Ontario students seek grade ‘freeze’ during Omicron-interrupted semester
Published January 20, 2022 at 1:59 pm
High schoolers across Ontario are lobbying their school boards and the province for a “freeze” on grades for the remainder of this Omicron-interrupted semester after some boards said final marks wouldn’t fall further than where they were at the end of last year.
The students behind various petitions — which have together garnered more than 15,000 signatures supporting the call for a grade freeze— have formed a sort of unofficial network, sharing information about advocating for what they say would be a more equitable system that accounts for the complexities of the COVID-era classroom.
“This constant transition back and forth between online to in-person, online, without any idea of what’s going to happen next, has taken a large toll,” said high school senior Kake Jin, one of the organizers of a petition targeting the Ottawa-Carleton District School Board.
“It’s just the general ominous atmosphere that’s putting a lot of stress on students.”
Ontario has moved between in-person and remote learning several times since the pandemic hit. Most recently, students began the winter term with remote learning as COVID-19 cases soared, and returned to physical classrooms this week.
Jin said she was struck by the number of empty desks when she returned to in-person learning a few days ago.
She didn’t know if her missing classmates were in isolation after being exposed to COVID-19, if they had come down with the virus, or if they were staying home out of fear.
But she did know it wasn’t an ideal learning situation.
Students’ performance may falter as they try to study for exams while under pandemic-induced stress or miss classes due to isolation requirements, Jin said, so those in boards where grades won’t fall further are at an advantage.
“It can’t just be sprinkles over here and sprinkles over there,” she said. “Right now we need to make sure that everyone’s needs are getting met. And having inconsistencies, and disparities between different boards really isn’t solving the issue.”
A spokesperson for the Ottawa-Carleton District School Board said it’s already cancelled summative assignments and exams, which would typically account for 30 per cent of a student’s final mark, so that “final marks would be based on 100 per cent on term learning.”
“We recognize and value the initiative of student leaders in putting together a proposal regarding marks and advocating on behalf of fellow students. We hear the concerns that they are raising and have reached out to OCDSB student trustees and other student leaders to discuss this issue,” Darcy Knoll said in an email.

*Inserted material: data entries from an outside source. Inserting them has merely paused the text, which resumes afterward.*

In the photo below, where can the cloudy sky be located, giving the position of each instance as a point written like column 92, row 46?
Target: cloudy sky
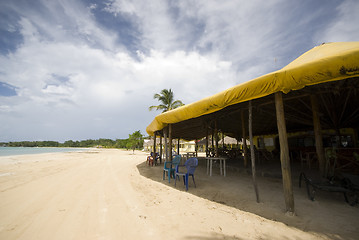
column 88, row 69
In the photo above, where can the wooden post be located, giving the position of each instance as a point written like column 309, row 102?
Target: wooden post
column 170, row 140
column 244, row 143
column 154, row 143
column 284, row 154
column 196, row 146
column 223, row 140
column 161, row 149
column 252, row 150
column 207, row 141
column 166, row 145
column 212, row 139
column 216, row 137
column 318, row 134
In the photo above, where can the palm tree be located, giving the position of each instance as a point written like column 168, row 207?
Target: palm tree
column 166, row 99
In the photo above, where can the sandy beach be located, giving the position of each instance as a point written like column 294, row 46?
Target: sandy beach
column 112, row 194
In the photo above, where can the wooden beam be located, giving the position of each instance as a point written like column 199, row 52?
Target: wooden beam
column 244, row 141
column 253, row 158
column 284, row 154
column 318, row 134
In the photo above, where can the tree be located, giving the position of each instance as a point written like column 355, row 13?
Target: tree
column 166, row 97
column 135, row 140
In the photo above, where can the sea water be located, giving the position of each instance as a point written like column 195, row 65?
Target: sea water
column 10, row 151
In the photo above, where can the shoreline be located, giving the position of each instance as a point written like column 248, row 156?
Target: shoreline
column 113, row 194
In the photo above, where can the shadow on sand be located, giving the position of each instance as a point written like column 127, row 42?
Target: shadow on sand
column 328, row 215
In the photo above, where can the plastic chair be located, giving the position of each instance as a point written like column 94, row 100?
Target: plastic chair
column 170, row 167
column 191, row 165
column 152, row 159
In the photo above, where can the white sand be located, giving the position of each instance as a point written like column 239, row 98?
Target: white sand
column 112, row 194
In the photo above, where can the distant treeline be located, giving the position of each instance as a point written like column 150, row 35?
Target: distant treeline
column 134, row 141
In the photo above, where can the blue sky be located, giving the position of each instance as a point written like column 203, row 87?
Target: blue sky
column 76, row 69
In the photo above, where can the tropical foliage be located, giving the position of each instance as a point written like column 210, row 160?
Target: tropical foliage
column 166, row 97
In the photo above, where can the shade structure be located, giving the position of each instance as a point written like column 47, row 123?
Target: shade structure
column 323, row 64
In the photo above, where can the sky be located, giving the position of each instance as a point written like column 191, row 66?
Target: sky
column 88, row 69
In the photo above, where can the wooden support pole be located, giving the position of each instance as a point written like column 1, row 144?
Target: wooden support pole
column 318, row 134
column 212, row 139
column 166, row 145
column 244, row 143
column 161, row 149
column 170, row 141
column 154, row 143
column 284, row 154
column 252, row 151
column 196, row 146
column 223, row 140
column 207, row 141
column 216, row 137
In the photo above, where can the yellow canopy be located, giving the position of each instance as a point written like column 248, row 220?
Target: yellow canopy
column 324, row 63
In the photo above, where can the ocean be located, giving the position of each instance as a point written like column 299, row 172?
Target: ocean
column 10, row 151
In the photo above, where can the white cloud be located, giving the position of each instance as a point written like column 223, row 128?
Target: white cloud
column 345, row 26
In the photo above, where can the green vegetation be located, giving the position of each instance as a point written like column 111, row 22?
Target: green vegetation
column 135, row 141
column 166, row 98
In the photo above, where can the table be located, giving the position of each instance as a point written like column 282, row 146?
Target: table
column 222, row 165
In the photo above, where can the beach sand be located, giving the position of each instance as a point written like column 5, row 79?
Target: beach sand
column 113, row 194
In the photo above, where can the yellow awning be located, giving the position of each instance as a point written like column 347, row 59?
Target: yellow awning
column 324, row 63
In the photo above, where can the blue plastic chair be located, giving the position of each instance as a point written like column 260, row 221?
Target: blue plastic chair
column 191, row 165
column 170, row 167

The Toronto District School Board has said it won’t deduct marks from high schoolers for assignments completed after Dec. 17, 2021, but students can still use those assignments and tests to improve their grades.
The Peel District School Board, among those targeted by petitions, announced it, too, would prevent grades from dropping.

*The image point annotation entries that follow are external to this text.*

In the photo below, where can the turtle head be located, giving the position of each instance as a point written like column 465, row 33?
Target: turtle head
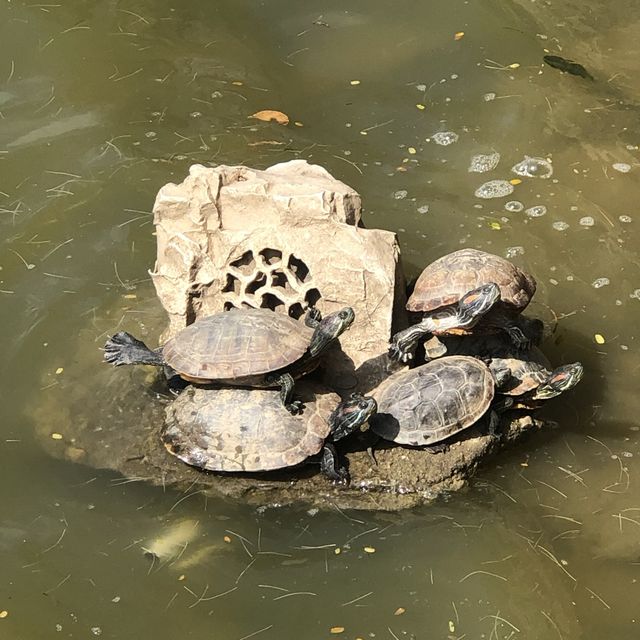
column 476, row 303
column 561, row 379
column 351, row 414
column 329, row 329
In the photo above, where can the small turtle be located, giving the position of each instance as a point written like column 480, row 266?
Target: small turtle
column 240, row 347
column 246, row 430
column 568, row 66
column 430, row 403
column 527, row 376
column 444, row 285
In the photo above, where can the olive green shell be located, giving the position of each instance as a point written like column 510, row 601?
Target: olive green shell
column 237, row 344
column 430, row 403
column 447, row 279
column 231, row 429
column 528, row 369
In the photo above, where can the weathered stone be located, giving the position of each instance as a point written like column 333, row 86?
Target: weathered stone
column 286, row 238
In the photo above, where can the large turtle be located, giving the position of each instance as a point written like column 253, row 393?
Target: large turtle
column 246, row 430
column 240, row 347
column 444, row 283
column 527, row 376
column 432, row 402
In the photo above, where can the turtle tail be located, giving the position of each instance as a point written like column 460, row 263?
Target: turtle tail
column 123, row 348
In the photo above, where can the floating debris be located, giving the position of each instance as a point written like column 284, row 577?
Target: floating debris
column 445, row 138
column 622, row 167
column 483, row 162
column 494, row 189
column 514, row 206
column 568, row 66
column 537, row 211
column 532, row 167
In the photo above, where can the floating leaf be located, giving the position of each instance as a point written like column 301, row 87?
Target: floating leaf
column 268, row 114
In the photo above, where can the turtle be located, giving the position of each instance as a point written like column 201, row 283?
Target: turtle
column 430, row 403
column 527, row 376
column 240, row 347
column 443, row 285
column 246, row 430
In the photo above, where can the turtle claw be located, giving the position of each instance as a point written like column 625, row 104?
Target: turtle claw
column 295, row 407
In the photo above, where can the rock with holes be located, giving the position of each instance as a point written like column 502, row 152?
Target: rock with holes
column 286, row 238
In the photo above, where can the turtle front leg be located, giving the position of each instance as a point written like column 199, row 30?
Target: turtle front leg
column 286, row 384
column 123, row 348
column 404, row 343
column 332, row 467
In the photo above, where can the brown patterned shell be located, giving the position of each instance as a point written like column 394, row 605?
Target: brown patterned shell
column 430, row 403
column 240, row 343
column 246, row 429
column 447, row 279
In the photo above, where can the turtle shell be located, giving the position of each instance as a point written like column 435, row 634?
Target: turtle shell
column 232, row 429
column 430, row 403
column 240, row 343
column 447, row 279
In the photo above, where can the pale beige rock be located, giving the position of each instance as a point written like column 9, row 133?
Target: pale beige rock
column 284, row 238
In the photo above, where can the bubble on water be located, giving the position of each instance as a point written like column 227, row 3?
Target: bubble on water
column 532, row 167
column 537, row 211
column 514, row 206
column 512, row 252
column 483, row 162
column 445, row 138
column 494, row 189
column 622, row 167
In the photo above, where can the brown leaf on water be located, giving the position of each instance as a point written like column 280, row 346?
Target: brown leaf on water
column 268, row 114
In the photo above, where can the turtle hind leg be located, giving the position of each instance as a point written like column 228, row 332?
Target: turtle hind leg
column 123, row 348
column 332, row 466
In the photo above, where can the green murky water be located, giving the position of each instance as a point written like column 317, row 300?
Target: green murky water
column 102, row 103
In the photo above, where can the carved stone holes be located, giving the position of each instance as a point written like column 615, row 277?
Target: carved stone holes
column 269, row 279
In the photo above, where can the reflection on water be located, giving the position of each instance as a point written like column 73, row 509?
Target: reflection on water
column 101, row 104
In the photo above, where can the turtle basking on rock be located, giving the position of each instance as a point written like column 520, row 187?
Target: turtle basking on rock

“We want to reassure you that student marks will not decrease as a result of their participation in the Semester 1 evaluation process. Marks will either increase or remain the same as a result of the evaluation process,” the board wrote in a message to parents on Wednesday.
A spokeswoman for Education Minister Stephen Lecce said the province is allowing boards to be flexible.

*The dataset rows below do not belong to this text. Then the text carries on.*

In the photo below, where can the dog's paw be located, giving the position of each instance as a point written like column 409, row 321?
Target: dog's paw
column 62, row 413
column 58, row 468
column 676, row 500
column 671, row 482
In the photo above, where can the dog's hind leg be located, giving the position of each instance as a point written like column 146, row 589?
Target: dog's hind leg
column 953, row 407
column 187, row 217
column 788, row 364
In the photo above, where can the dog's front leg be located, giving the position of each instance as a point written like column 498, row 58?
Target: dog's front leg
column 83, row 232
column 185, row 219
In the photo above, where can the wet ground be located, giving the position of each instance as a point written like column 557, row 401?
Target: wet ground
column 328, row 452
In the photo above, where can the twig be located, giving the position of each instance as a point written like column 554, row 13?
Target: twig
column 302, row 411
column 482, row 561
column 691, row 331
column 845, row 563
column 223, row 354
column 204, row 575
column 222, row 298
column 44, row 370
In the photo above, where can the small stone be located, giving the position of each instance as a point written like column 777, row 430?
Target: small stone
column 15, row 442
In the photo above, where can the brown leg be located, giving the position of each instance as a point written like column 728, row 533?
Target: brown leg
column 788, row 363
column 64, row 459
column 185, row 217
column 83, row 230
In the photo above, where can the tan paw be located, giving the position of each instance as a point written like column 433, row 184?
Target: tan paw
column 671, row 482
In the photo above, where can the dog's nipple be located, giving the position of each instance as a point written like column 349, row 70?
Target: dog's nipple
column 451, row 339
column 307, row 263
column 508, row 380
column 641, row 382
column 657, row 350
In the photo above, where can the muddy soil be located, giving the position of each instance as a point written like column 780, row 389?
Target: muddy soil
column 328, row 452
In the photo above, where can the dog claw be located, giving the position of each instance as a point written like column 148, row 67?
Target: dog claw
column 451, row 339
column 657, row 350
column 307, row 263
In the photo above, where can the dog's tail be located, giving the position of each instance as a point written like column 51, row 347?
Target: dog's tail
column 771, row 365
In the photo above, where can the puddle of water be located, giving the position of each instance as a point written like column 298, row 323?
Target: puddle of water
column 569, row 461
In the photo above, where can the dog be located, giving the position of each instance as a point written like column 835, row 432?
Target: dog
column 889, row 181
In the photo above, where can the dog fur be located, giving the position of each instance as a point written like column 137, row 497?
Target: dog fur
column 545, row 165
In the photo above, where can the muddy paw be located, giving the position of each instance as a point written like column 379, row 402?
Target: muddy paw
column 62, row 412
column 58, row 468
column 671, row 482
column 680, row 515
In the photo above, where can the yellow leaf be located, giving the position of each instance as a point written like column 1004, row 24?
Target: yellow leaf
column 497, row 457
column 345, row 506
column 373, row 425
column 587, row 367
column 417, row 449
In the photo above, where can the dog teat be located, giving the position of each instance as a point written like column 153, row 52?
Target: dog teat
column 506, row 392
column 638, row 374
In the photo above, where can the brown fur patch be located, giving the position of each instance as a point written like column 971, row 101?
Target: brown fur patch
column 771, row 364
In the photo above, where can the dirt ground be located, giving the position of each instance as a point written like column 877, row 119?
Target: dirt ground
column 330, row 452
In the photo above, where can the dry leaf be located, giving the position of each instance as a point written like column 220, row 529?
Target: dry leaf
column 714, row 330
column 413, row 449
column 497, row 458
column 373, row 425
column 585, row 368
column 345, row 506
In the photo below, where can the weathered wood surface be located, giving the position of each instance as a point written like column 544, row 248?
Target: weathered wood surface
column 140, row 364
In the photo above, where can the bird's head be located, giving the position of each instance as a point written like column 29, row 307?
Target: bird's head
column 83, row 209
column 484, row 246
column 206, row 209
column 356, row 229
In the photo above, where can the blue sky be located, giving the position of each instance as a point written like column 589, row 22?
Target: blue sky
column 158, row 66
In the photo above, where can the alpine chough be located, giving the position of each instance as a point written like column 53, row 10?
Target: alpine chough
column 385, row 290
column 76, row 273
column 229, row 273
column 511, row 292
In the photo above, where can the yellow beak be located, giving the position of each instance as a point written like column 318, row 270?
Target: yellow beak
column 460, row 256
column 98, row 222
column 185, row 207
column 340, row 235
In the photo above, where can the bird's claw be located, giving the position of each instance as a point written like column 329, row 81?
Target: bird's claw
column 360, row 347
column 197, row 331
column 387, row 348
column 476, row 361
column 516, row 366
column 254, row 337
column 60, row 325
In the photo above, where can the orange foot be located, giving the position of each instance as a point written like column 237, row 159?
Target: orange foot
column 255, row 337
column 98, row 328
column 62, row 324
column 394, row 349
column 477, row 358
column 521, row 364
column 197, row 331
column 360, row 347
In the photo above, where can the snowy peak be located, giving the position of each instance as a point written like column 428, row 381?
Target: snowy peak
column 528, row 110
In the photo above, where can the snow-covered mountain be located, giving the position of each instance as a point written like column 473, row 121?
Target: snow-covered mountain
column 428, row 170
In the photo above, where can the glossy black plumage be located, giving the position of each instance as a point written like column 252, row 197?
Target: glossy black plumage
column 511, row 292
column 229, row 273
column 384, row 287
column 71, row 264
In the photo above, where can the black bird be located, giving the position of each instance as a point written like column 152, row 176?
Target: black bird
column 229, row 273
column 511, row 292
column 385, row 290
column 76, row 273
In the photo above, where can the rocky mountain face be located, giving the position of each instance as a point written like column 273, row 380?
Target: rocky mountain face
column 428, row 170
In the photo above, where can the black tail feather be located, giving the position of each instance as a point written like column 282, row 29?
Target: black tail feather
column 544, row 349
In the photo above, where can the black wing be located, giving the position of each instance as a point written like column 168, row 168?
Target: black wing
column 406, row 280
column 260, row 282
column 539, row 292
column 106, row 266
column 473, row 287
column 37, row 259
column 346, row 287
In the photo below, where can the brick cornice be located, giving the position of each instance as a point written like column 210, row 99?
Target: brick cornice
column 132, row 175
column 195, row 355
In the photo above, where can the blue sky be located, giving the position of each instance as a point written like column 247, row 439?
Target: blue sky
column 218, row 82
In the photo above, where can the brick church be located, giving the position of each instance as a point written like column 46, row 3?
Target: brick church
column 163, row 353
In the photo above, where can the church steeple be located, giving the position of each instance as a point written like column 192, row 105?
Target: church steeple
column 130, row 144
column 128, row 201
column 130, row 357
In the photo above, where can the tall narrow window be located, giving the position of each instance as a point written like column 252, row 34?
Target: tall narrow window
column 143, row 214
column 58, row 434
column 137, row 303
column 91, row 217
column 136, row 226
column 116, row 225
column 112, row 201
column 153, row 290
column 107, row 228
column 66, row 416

“One area where we heard the need for flexibility is the type of assessment teachers could use in determining final grades. In most cases, this may mean an extended essay or report, as opposed to a single exam for 30 per cent of the grade, which would enable students to demonstrate their learning in the class,” Caitlin Clark said in an email.
The Ministry of Education implemented a mark freeze provincewide when the COVID-19 pandemic first shuttered schools in 2020.
Maryam ElSahhar, a Grade 11 student in Ottawa, said many of her peers are concerned that students in boards where grades can’t fall will have a leg up when it comes to applying to post-secondary education.
“Some people from those school boards might see an admissions advantage,” she said.
Faltering performance during a pandemic, particularly when going back and forth between in-class and online learning, doesn’t affect students only at certain boards, she said.
“This is a problem all across the province,” she said.
Todd Cunningham, a child psychologist and assistant professor at the University of Toronto’s Ontario Institute for Studies in Education, said ElSahhar is right.
“Every time we move from in-person to online, or online back to in-person, it takes about a week or so for both the students and the teachers to readjust,” he said.
“If the majority of their marks for a course were coming at the end of the term — which often they do in terms of final tests and projects — then those students would be at a disadvantage, because there’s a high probability that they wouldn’t be able to demonstrate their full learning capacity or potential.”